On Wednesday, the charity’s volunteers and staff distributed food parcels and flowers to Jerusalem’s poor survivors. “If they don’t want us to be there for them then who will?” She said that it was really sad that only non-governmental organizations are acting.

Thursday marked the 77th anniversary the liberation in Poland of Auschwitz-Birkenau, the Nazi death camp. Nazi Germany and its allies decimated an estimated third of the world’s Jewry. Hundreds of thousands of survivors fled to Israel after the war.

Each year the country loses its connection to Holocaust survivors. A government department called the Holocaust Survivors’ Rights Authority stated that more than 15,000 Holocaust survivors had died by 2021.

The Center of Organizations of Holocaust Survivors in Israel (an umbrella group that represents 50 organizations that help Holocaust survivors in Israel) stated that approximately one-third of Israel’s Holocaust survivors are living in poverty.

Many of the most poor immigrated to Israel from the former Soviet Union in the 1990s after it was disintegrated. Many of them arrived in poverty, struggled to learn a new language and had trouble establishing social networks.

“The war was extremely difficult for Jews. The Nazis were very cruel to Jews. “We fled and did everything we could to survive,” Paulina Perchuk (83 years old Ukrainian immigrant) said. “I pray it won’t happen again in this world.”

Colette Avital is a Holocaust survivor and ex-diplomat from Israel. She heads the Center of Organizations of Holocaust Survivors in Israel.

According to Israel’s Social Equality Ministry, it provided $1.2 billion support for Holocaust survivors in 2021. Over 50,000 Holocaust survivors receive monthly stipends between $800 to $2,000 per month. Around 15,500 are entitled to $3,600 for severe disabilities.

Many people find that these sums are insufficient to meet their daily needs as Israel’s cost of living continues to rise. According to the Chasdei Naomi charity, it provides food for 10,000 survivors. This figure has increased by 4,000 since then. The number of requests for assistance with electric bills has increased by 40% in the past year. This is in addition to rising inflation and living costs in Israel.

Meirav Cohen is Israel’s minister of social equality. She said that her department watches over the well-being of Holocaust survivors.

In a statement, her office released, she stated that Holocaust survivors are on average 85 years old. These are their final years, and we must serve them. We have to document as much of their stories as possible, as there will soon be no one left to tell them.

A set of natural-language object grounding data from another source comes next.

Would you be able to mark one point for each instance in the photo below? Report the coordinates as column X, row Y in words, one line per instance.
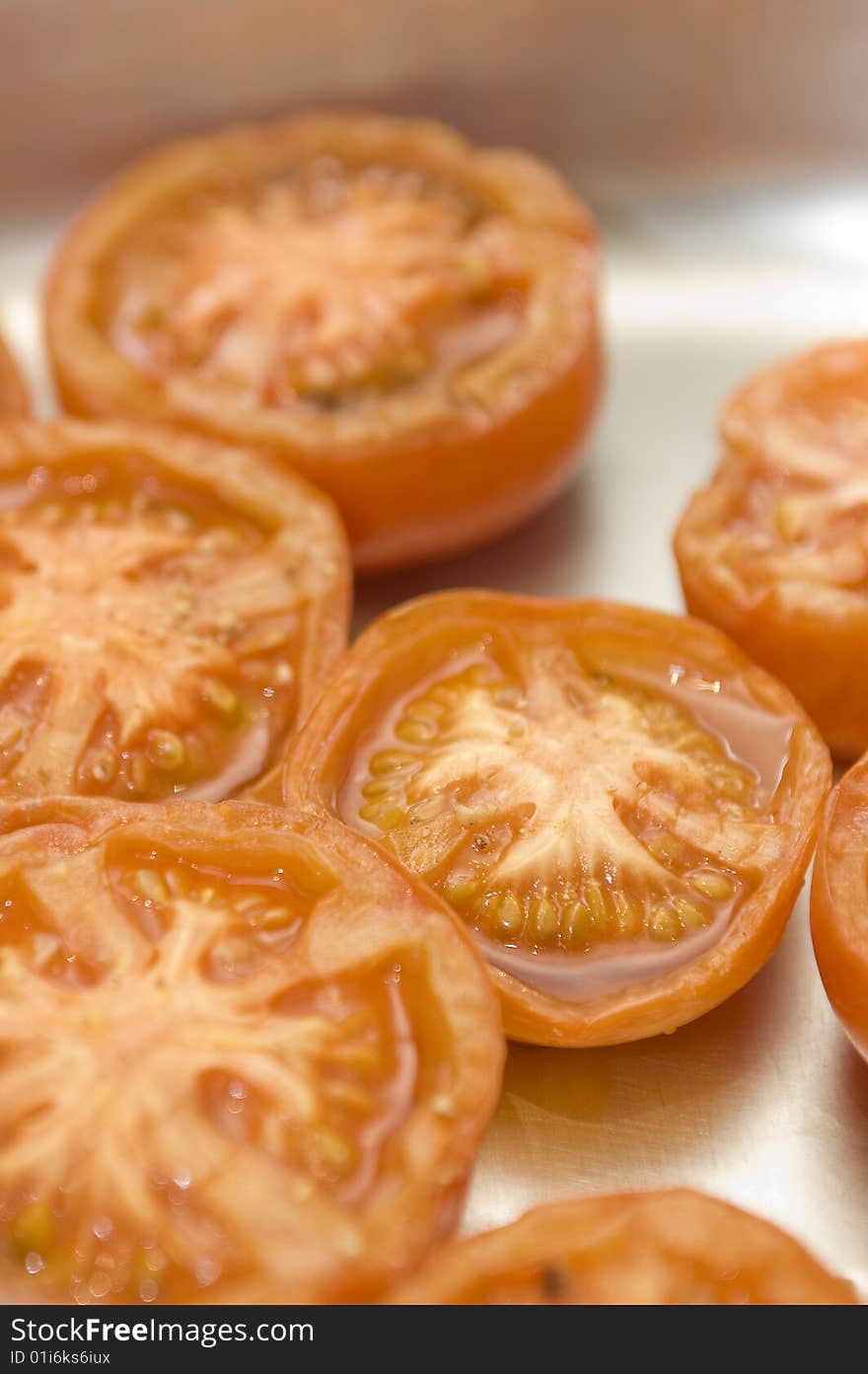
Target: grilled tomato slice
column 242, row 1056
column 839, row 903
column 13, row 392
column 616, row 803
column 405, row 319
column 654, row 1249
column 167, row 609
column 775, row 549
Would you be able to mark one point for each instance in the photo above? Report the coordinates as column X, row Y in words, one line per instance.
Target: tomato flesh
column 773, row 548
column 282, row 290
column 399, row 317
column 203, row 1081
column 599, row 821
column 154, row 632
column 839, row 903
column 643, row 1248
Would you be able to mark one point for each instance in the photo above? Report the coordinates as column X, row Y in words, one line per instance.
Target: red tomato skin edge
column 839, row 904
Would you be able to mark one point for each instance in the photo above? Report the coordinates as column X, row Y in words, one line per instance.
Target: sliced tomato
column 655, row 1249
column 13, row 392
column 405, row 319
column 775, row 549
column 615, row 801
column 242, row 1056
column 839, row 903
column 167, row 612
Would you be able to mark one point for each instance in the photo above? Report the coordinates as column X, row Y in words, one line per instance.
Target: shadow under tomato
column 542, row 554
column 675, row 1109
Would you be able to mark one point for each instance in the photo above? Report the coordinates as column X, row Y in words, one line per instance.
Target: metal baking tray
column 716, row 142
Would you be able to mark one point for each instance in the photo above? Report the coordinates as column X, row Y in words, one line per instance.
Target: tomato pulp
column 244, row 1058
column 167, row 612
column 405, row 319
column 616, row 803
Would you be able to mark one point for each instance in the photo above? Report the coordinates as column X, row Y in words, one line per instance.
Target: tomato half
column 775, row 549
column 13, row 392
column 839, row 903
column 405, row 319
column 167, row 612
column 242, row 1056
column 634, row 1248
column 615, row 801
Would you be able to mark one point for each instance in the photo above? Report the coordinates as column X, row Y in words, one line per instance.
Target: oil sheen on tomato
column 592, row 831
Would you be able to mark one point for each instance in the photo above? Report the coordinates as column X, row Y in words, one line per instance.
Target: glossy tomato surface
column 615, row 801
column 775, row 549
column 242, row 1056
column 167, row 612
column 634, row 1248
column 13, row 392
column 839, row 903
column 405, row 319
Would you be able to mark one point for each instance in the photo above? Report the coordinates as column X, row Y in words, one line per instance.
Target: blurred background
column 718, row 90
column 723, row 146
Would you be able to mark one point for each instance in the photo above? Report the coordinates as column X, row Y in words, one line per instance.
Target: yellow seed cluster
column 542, row 909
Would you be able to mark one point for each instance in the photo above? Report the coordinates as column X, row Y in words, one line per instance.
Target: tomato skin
column 839, row 903
column 371, row 911
column 404, row 643
column 408, row 490
column 809, row 633
column 14, row 400
column 294, row 514
column 664, row 1248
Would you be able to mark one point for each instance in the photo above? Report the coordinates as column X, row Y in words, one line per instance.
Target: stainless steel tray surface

Her office declined to interview me.

The foundation of Israeli identity is still based on Holocaust remembrance. Large numbers of the country are descendants of Holocaust survivors. Each spring, the country observes its Holocaust Remembrance Day. Foreign dignitaries visit the country to pay tribute to the Jews who died in the Holocaust at Yad Vashem in Jerusalem, the World Holocaust Remembrance Center, which acts as both a memorial and a research center.

Prime Minister Naftali Bennet stated earlier in the week that $10 million would be allocated to Yad Vashem for additional funding to “preserve memory of Holocaust in Israel” and other areas. This represents a nearly 20% increase in Yad Vashem’s annual budget for 2020. The Israeli government funded more than a third of it.

Avital thanked the government for allocating more money to Yad Vashem, but said that “the welfare Holocaust survivors should be prior to anything else.”